Inventory management under stochastic conditions with multiple objectives

Since 1975, a series of related papers appeared that considered the effects of time value of money and inflation on the inventory system. There are a few problems in the inflationary inventory systems on obsolescence and amelioration items which have been addressed by the researchers, because, we will not use obsolesced items in the future and the amelioration products are limited in the real world. For example, Moon et al. [1] considered ameliorating/deteriorating items with a time-varying demand pattern. Another research for ameliorating items has been done by Sana [2].

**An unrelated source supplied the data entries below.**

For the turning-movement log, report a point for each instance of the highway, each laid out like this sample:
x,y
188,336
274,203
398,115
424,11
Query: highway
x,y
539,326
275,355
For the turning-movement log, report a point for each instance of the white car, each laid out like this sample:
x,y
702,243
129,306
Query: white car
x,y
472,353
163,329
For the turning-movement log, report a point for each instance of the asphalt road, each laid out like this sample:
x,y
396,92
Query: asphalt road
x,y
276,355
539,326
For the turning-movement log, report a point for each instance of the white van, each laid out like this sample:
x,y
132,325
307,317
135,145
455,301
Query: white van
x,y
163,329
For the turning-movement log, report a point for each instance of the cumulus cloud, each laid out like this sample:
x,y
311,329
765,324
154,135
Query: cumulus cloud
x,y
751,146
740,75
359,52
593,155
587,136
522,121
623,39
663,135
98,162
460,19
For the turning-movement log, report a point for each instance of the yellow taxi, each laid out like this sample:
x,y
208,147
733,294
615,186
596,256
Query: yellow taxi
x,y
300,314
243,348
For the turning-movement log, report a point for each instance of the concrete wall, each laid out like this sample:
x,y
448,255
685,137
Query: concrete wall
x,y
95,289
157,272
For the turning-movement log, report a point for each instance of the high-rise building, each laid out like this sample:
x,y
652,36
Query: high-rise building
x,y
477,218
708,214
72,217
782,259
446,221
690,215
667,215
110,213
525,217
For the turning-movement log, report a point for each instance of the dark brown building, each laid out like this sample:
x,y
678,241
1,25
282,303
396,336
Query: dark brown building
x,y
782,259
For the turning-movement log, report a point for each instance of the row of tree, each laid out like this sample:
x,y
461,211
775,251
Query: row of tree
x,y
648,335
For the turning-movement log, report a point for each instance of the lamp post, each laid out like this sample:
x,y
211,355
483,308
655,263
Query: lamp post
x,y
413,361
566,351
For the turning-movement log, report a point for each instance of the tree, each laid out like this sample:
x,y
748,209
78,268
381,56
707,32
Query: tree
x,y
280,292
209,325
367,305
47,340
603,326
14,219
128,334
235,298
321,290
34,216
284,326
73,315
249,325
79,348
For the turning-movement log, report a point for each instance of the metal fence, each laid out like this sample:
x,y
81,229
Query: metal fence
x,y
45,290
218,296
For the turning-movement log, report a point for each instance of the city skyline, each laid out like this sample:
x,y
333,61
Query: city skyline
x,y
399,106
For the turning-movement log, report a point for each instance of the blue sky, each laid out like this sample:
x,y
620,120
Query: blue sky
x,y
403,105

The no obsolescing, deteriorating and ameliorating items have been considered in some researches on the inflationary inventory system. Misra [3] developed a discounted cost model and included internal (company) and external (general economy) inflation rates for various costs associated with an inventory system. Sarker and Pan [4] surveyed the effects of inflation and the time value of money on order quantity with finite replenishment rate. Some efforts were extended the previous works to consider more complex and realistic assumption, such as Uthayakumar and Geetha [5], Maity [6], Vrat and Padmanabhan [7], Datta and Pal [8], Hariga [9], Hariga and Ben-Daya [10] and Chung [11].

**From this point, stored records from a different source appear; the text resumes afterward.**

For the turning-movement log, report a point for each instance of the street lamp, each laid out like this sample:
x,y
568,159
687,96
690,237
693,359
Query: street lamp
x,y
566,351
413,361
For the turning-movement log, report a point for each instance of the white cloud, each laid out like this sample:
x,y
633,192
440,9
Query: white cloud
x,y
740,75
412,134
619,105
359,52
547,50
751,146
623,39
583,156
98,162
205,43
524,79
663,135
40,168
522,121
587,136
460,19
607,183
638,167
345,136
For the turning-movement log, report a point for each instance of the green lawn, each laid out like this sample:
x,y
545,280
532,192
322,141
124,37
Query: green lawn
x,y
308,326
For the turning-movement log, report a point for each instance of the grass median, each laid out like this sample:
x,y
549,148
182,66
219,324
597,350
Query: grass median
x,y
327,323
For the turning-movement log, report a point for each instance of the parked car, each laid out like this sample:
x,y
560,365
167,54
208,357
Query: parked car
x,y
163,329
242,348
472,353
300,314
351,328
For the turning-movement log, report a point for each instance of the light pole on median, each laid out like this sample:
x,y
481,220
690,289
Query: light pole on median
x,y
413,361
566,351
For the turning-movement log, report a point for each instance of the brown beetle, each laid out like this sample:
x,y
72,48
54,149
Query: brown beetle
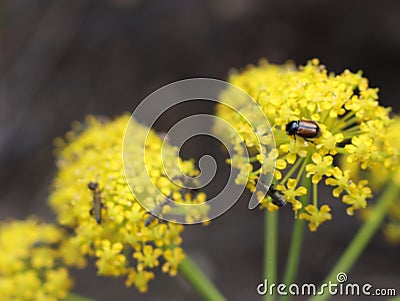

The deteriorating inventory systems have been studied considerably in the recent years. For example, Chung and Tsai [12] presented an inventory model for deteriorating items with the demand of linear trend considering the time-value of money. Wee and Law [13] derived a deteriorating inventory model under inflationary conditions when the demand rate is a linear decreasing function of the selling price. Chen and Lin [14] discussed an inventory model for deteriorating items with a normally distributed shelf life, continuous time-varying demand, and shortages under an inflationary and time discounting environment. Yang [15] discussed the two-warehouse inventory problem for deteriorating items with a constant demand rate and shortages. Chang [16] established a deteriorating EOQ model when the supplier offers a permissible delay to the purchaser if the order quantity is greater than or equal to a predetermined quantity.